There is a really interesting concept at play here. By using information gleaned from real performers to inform how the virtual performance is then delivered, the potential of the approach is obvious. I’d be very surprised if we don’t see some of the mainstream sample‑based virtual instrument developers dipping their R&D toes into this pond very soon. Indeed, as we were going to press, ACE Studio announced a new collaboration with EastWest, so that process may well be underway.
Prompt Delivery
ACE Studio’s new AI generative music options come via three different avenues — Inspire Me, Add A Layer and Music Enhancer — each of which can generate musical ideas from suitable prompts. Inspire Me can deliver a whole song, from a prompt idea or from lyrics, and either with or without a vocal (although this vocal is AI generated, it doesn’t employ ACE Studio’s own vocal synthesis engine).
Generative music is now part of the ACE Studio feature set and Inspire Me lets you generate a complete song based upon a simple text prompt.
Add A Layer provides a similar function, but you can define a clip length in the Canvas if you just want a few bars as a starting point. I was working with v2.0.2 at the start of the review process and, at this point, the generated music didn’t really seem to reference any existing content within the project. However, v2.0.5 arrived just as I was finishing the review, and this produced a significant improvement in this feature. So, for example, if you wanted to add a new element — guitar, bass, vocal, drums, etc — to an existing idea already on the Canvas, this is now possible. I tried a few different musical styles — rock, house, EDM — and, while the results wouldn’t win prizes for musical originality, and produced the occasional musical oddity, they were generally on point.
The documentation suggests Music Enhancer will take a user‑defined selection of your current Canvas content, analyse it, and then ‘reimagine’ it using AI into a different music style. In use, I found it a bit hit and miss and often got an ‘analysis failed’ message. That said, both Music Enhancer and Add A Layer are currently shown as beta features so, presumably, there is still more to come...
A further element of the AI toolkit is the supplied Generative Kits. These are a downloadable catalogue of musical projects and project elements in a range of genres that you can use as starting points to inspire your own ideas. The song kits generally include an instrumental backing track (as audio, and which you could stem split) and a sung vocal. The latter uses one of ACE’s own voicebanks, so the voice can be swapped out, and the MIDI part is full editable. They do provide a very good demonstration of the voice synthesis engine’s capability and, for that reason alone, would be well worth exploring for new users.
Playing The ACE
So, what’s all this new — and ambitious — functionality like in use? Well, the vocal synthesis engine remains impressive and the wider selection of voicebank options are welcome. In the main, it is also remarkably easy to use, so getting to a first pass at a melodic/lyric idea — and then being able to develop it — is not particularly difficult. The results are good enough for a variety of real‑use cases such as creating vocal hooks, backing vocals and harmony vocals. You could also easily generate a full lead vocal demo to serve as a guide to a real singer. If you are aiming for synthesized vocals to actually fill the lead vocal role, perhaps that’s a case‑by‑case question, and whether the quality bar is jumped may well depend upon what the final use of the song is intended to be. The Voice Cloning feature is also off to a promising start.
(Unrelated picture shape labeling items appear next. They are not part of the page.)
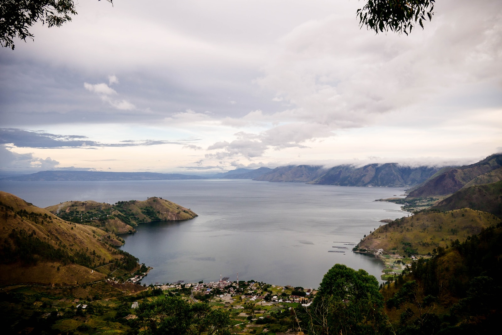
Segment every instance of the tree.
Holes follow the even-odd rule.
[[[322,279],[310,311],[315,334],[382,334],[384,298],[374,276],[335,264]]]
[[[389,30],[407,35],[417,22],[424,28],[424,21],[434,15],[435,0],[367,0],[356,16],[362,27],[379,32]]]
[[[33,40],[29,29],[35,23],[61,27],[76,15],[73,0],[0,0],[0,44],[14,50],[16,37],[25,42],[27,38]]]
[[[209,304],[190,304],[176,296],[164,297],[145,302],[136,309],[136,315],[144,330],[155,335],[223,335],[228,333],[228,312],[212,308]]]

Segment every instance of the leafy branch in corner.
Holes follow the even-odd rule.
[[[36,23],[61,27],[77,15],[75,10],[73,0],[0,0],[0,44],[14,50],[16,37],[34,40],[29,29]]]
[[[366,26],[376,34],[389,30],[408,35],[417,23],[432,19],[435,0],[367,0],[357,10],[361,27]]]

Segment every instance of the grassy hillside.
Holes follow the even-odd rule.
[[[362,168],[335,166],[312,184],[340,186],[407,187],[421,183],[437,171],[429,166],[410,168],[396,163],[369,164]]]
[[[478,176],[464,185],[462,188],[466,188],[483,184],[491,184],[502,181],[502,168],[496,169],[492,171]]]
[[[502,218],[502,181],[462,189],[432,208],[449,211],[466,207]]]
[[[119,201],[112,205],[92,200],[67,201],[45,209],[67,221],[115,234],[136,231],[134,227],[142,222],[190,220],[197,216],[188,209],[156,197],[145,201]]]
[[[105,243],[115,238],[0,192],[0,285],[90,282],[105,277],[98,267],[107,264],[132,270],[136,260]]]
[[[431,178],[422,187],[409,193],[409,198],[424,198],[452,194],[473,180],[502,168],[502,153],[495,153],[474,164],[446,171]],[[483,178],[484,180],[496,179],[499,172],[493,172]]]
[[[433,249],[463,241],[500,219],[490,213],[468,208],[445,212],[424,211],[382,226],[358,244],[361,249],[402,255],[431,254]]]

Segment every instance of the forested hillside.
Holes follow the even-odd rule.
[[[498,182],[502,177],[501,168],[502,153],[495,153],[477,163],[447,171],[431,179],[421,187],[410,192],[408,197],[446,196],[475,183]]]

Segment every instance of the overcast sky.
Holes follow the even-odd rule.
[[[409,36],[355,0],[86,0],[0,50],[0,171],[470,163],[502,151],[502,2]]]

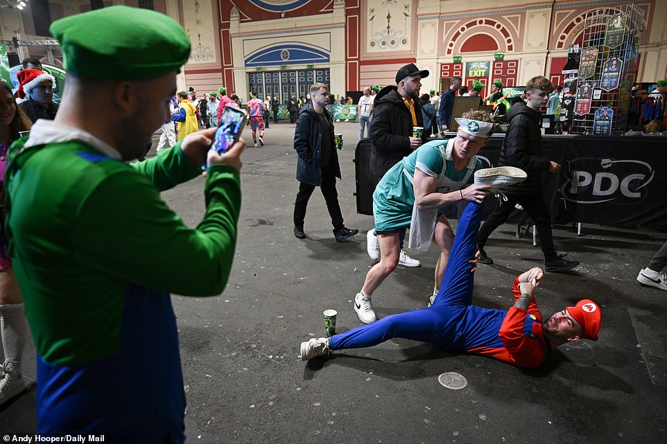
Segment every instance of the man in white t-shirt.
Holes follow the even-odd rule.
[[[373,101],[374,96],[370,95],[370,88],[363,89],[363,96],[356,105],[356,115],[359,116],[359,140],[363,139],[364,128],[367,128],[367,134],[370,134],[370,118],[373,115]]]
[[[438,95],[435,89],[431,90],[431,104],[435,108],[435,118],[432,123],[431,134],[438,135],[440,132],[438,130],[438,112],[440,109],[440,96]]]

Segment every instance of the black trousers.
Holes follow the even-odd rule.
[[[537,236],[547,262],[557,258],[556,249],[553,246],[553,236],[551,234],[551,217],[542,194],[517,194],[505,193],[508,199],[500,202],[494,212],[487,218],[484,224],[479,229],[477,245],[483,247],[494,230],[505,223],[510,213],[517,203],[535,222]]]
[[[297,199],[294,202],[294,226],[303,228],[304,220],[306,218],[306,207],[308,199],[315,190],[314,185],[309,185],[300,182],[299,193]],[[336,231],[343,227],[343,214],[340,213],[340,206],[338,204],[338,192],[336,190],[336,176],[334,169],[331,167],[322,167],[322,185],[320,186],[322,195],[324,197],[329,215],[331,217],[331,225]]]

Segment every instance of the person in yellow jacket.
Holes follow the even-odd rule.
[[[171,120],[176,122],[176,140],[183,138],[191,132],[199,131],[197,116],[195,114],[195,105],[188,100],[188,94],[182,91],[176,94],[178,100],[178,111],[171,116]]]

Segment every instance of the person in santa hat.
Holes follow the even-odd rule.
[[[38,118],[53,120],[58,109],[58,105],[53,103],[55,78],[40,69],[19,71],[17,78],[19,80],[19,97],[28,98],[19,104],[19,107],[33,123]]]

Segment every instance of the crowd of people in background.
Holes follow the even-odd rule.
[[[211,152],[210,140],[218,119],[227,107],[247,109],[254,145],[264,146],[271,115],[277,123],[281,105],[284,111],[286,109],[289,121],[295,124],[293,146],[297,155],[299,188],[293,234],[300,240],[307,238],[304,228],[306,206],[319,187],[334,238],[343,242],[358,234],[358,229],[345,226],[338,200],[340,147],[327,105],[354,107],[355,103],[349,96],[336,100],[323,83],[311,85],[307,94],[285,97],[281,104],[277,96],[263,97],[257,91],[248,91],[245,102],[225,87],[201,96],[190,87],[173,96],[176,72],[190,54],[189,39],[178,24],[166,16],[130,10],[113,6],[62,19],[52,25],[54,37],[71,49],[66,63],[70,76],[68,91],[62,105],[54,100],[55,78],[37,60],[24,61],[17,75],[17,97],[10,85],[0,81],[0,177],[13,181],[6,197],[5,181],[0,183],[0,198],[13,204],[6,207],[6,227],[10,229],[3,231],[0,239],[0,333],[5,355],[0,367],[0,405],[26,389],[21,375],[28,336],[26,296],[37,348],[38,378],[43,384],[37,396],[40,430],[74,433],[101,427],[114,430],[116,434],[110,436],[116,439],[112,442],[148,442],[157,437],[162,442],[182,443],[185,399],[169,292],[202,296],[223,291],[231,271],[240,211],[240,155],[245,142],[237,142],[224,156]],[[162,23],[169,30],[168,38],[142,27],[147,19]],[[135,54],[134,58],[109,56],[110,51],[127,55],[138,51],[127,43],[131,39],[98,40],[93,42],[92,49],[82,49],[82,42],[93,38],[100,24],[138,39],[155,37],[160,42],[157,46],[165,46],[164,52]],[[64,38],[66,35],[68,38]],[[89,60],[92,54],[98,57],[94,64]],[[133,62],[139,60],[148,63]],[[112,69],[105,71],[109,67]],[[420,94],[421,81],[428,76],[428,70],[408,64],[397,73],[395,84],[365,87],[356,104],[359,139],[370,139],[367,166],[379,181],[373,195],[375,225],[366,233],[367,251],[376,263],[354,297],[354,310],[366,325],[332,339],[303,343],[302,358],[371,346],[398,337],[533,368],[552,347],[580,339],[596,340],[600,312],[589,300],[554,314],[544,326],[528,321],[527,314],[533,321],[542,321],[535,301],[535,288],[544,277],[539,268],[517,277],[512,287],[515,304],[509,310],[471,305],[471,272],[478,263],[493,263],[485,249],[486,241],[519,202],[536,222],[546,271],[560,272],[579,265],[555,249],[538,179],[540,172],[556,172],[561,166],[542,154],[537,118],[541,108],[555,106],[562,88],[555,88],[546,78],[536,76],[528,82],[525,94],[510,103],[503,101],[506,98],[500,81],[492,83],[490,94],[483,98],[480,95],[485,85],[475,80],[467,87],[460,77],[453,77],[444,91],[431,89]],[[142,89],[142,82],[150,87]],[[663,82],[661,87],[667,88],[667,80]],[[116,94],[116,87],[112,86],[116,85],[128,94]],[[94,94],[106,113],[104,120],[87,112],[85,104],[75,100]],[[127,99],[132,94],[141,100]],[[494,112],[506,114],[509,123],[501,165],[510,169],[490,173],[494,181],[499,177],[508,181],[503,188],[505,199],[483,224],[480,205],[496,190],[499,183],[485,181],[487,173],[476,154],[495,131],[495,122],[487,112],[453,115],[457,95],[502,105]],[[166,112],[171,120],[164,122]],[[139,116],[148,123],[136,125]],[[455,123],[458,125],[456,133],[445,139],[444,132],[450,131]],[[415,134],[415,127],[423,132]],[[134,162],[144,159],[151,148],[153,132],[158,128],[162,134],[157,150],[161,152],[146,162]],[[29,136],[22,136],[30,132]],[[10,160],[21,166],[20,175],[11,161],[6,175],[10,147],[10,151],[17,152],[17,160]],[[56,155],[67,161],[54,161]],[[25,165],[28,159],[32,163]],[[122,161],[107,161],[110,160]],[[208,168],[204,191],[207,212],[200,227],[189,229],[160,199],[159,191],[173,186],[173,177],[181,183],[198,177],[202,164]],[[42,166],[48,166],[48,177],[42,174],[46,168]],[[26,183],[21,181],[28,179],[36,191],[21,188],[21,183]],[[80,190],[73,194],[80,205],[70,204],[73,197],[66,191],[71,189]],[[31,199],[42,193],[50,198],[37,202],[50,213],[40,213],[40,205],[31,208],[40,207],[40,211],[17,210],[33,204]],[[117,199],[116,193],[128,195]],[[465,218],[459,226],[462,227],[460,234],[455,236],[440,210],[456,204],[465,205],[465,209],[461,210]],[[154,219],[144,217],[144,212]],[[31,219],[43,214],[64,215],[43,230],[44,224]],[[73,233],[74,225],[77,231]],[[19,229],[24,227],[34,231]],[[421,265],[404,249],[408,229],[408,247],[419,250],[426,244],[427,248],[431,241],[438,247],[433,291],[426,295],[429,307],[379,321],[372,305],[373,292],[397,266]],[[104,236],[99,236],[100,232]],[[170,242],[165,245],[164,239]],[[42,247],[47,244],[49,249]],[[144,248],[136,248],[137,245]],[[189,267],[181,267],[185,249],[193,251]],[[45,269],[40,267],[44,263],[59,267]],[[637,281],[667,290],[667,277],[662,272],[666,264],[667,244],[640,271]],[[67,268],[67,273],[61,273],[61,267]],[[175,269],[180,272],[171,272]],[[164,270],[169,271],[168,275]],[[90,295],[98,297],[89,298]],[[137,300],[140,303],[132,305]],[[469,316],[474,321],[488,321],[488,325],[483,329],[473,328],[471,323],[466,326],[462,320]],[[80,321],[83,318],[92,321]],[[560,331],[558,326],[571,328]],[[503,334],[508,332],[514,337],[505,341]],[[144,347],[132,335],[150,337],[156,346]],[[465,339],[465,344],[460,343],[460,337]],[[146,350],[148,355],[144,355]],[[98,359],[110,364],[98,366]],[[139,372],[141,387],[137,386],[136,380],[114,378],[114,371],[123,375]],[[128,396],[128,405],[136,409],[128,410],[112,402],[118,393]],[[80,412],[85,414],[80,416]],[[136,429],[114,428],[128,424],[135,425],[130,428],[141,429],[143,434],[133,435]],[[144,441],[137,441],[141,439]]]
I had plenty of success coaxing very usable performances out of the various string and brass instruments by recording myself scratch‑singing my best impression of the target instrument and applying the Vocal To MIDI function, before finally picking the appropriate AI Instrument to perform the resulting MIDI.
The introduction of ACE Studio’s own AI‑based virtual instruments is also a hit. I had plenty of success coaxing very usable performances out of the various string and brass instruments by recording myself scratch‑singing my best impression of the target instrument and applying the Vocal To MIDI function, before finally picking the appropriate AI Instrument to perform the resulting MIDI. This is a lot of fun and the potential is intriguing. Watch this space... things could get interesting.
The new Canvas environment does mean you can do more within ACE Studio than just vocal synthesis, but it is still some distance for a fully fledged DAW; for example, the absence of support for third‑party VST/AU plug‑ins. In terms of the AI‑based generative music features, the quality and variety of full mixes generated from text prompts was, like most AI generated music, fairly generic and the variety seemed somewhat genre‑dependent. Still, it’s scary to hear a ‘finished song’ appear so easily and, presumably, the results will only improve further as the AI engine’s training library continues to expand.
However, for me, the missing link is how the AI generative options integrate with ACE Studio’s vocal synthesis. For example, when you use the generative processes to create a musical idea, any vocals within the output are generated as audio. Maybe it’s an ambitious ask, but it would be brilliant if the generative stage included the option to create a MIDI‑based synthesized vocal instead of the audio one embedded within the mix. This could really link the two main strands of ACE Studio’s technology in a genuinely useful way.
50 Shades Of AI
The act of generating music via AI entirely from a prompt is undoubtedly something where opinions can be black, white... and multiple shades of grey in between. Thankfully, ethical sourcing of training materials deals with the most obvious legal concerns, but it still leaves plenty of scope for reservations on various artistic grounds. That’s a discussion for another day.
In v2.0, the vocal synthesis capabilities that are ACE Studio’s headline act have been expanded in some very useful ways and I’d still suggest this would be the key feature around which a purchase decision might be made. If vocal synthesis is your primary interest, then Dreamtonics’ Synth V would represent the obvious competition.
Timedomain clearly now see ACE Studio as a broader concept with the three new strands — the more DAW‑like Canvas, generative AI music and virtual instrument synthesis — added to the impressive virtual vocalist. The fruits of some of these ambitions may still be to come but, in the case of the approach underlying the instrument synthesis, I think this is a genuinely interesting technology. Is this expanded concept for you? Timedomain offer a seven‑day money‑back guarantee but, currently at least, there is no limited‑time free trial available.
Pros
- The vocal synthesis is genuinely useful for a number of real‑world applications.
- The new instrument synthesis technology has considerable potential.
- Voice cloning is off to an encouraging start.
Cons
- Integration between vocal synthesis and AI generative music features perhaps still a work in progress?
- The Canvas is not yet a fully‑fledged DAW replacement.
- No limited‑time free trial available.
Summary
ACE Studio 2.0 represents an ambitious expansion of the software’s remit well beyond its vocal synthesis roots, although some elements of that ambition are perhaps still to be fully realised.
Information
Artist $497, Artist Pro $660, annual rent‑to‑own subscription Artist $16.58/month or Artist Pro $22/month (both charged annually). Rent‑to‑own completes after two years. Prices include VAT.
Artist $497, Artist Pro $660, annual rent‑to‑own subscription Artist $16.58/month or Artist Pro $22/month (both charged annually). Rent‑to‑own completes after two years.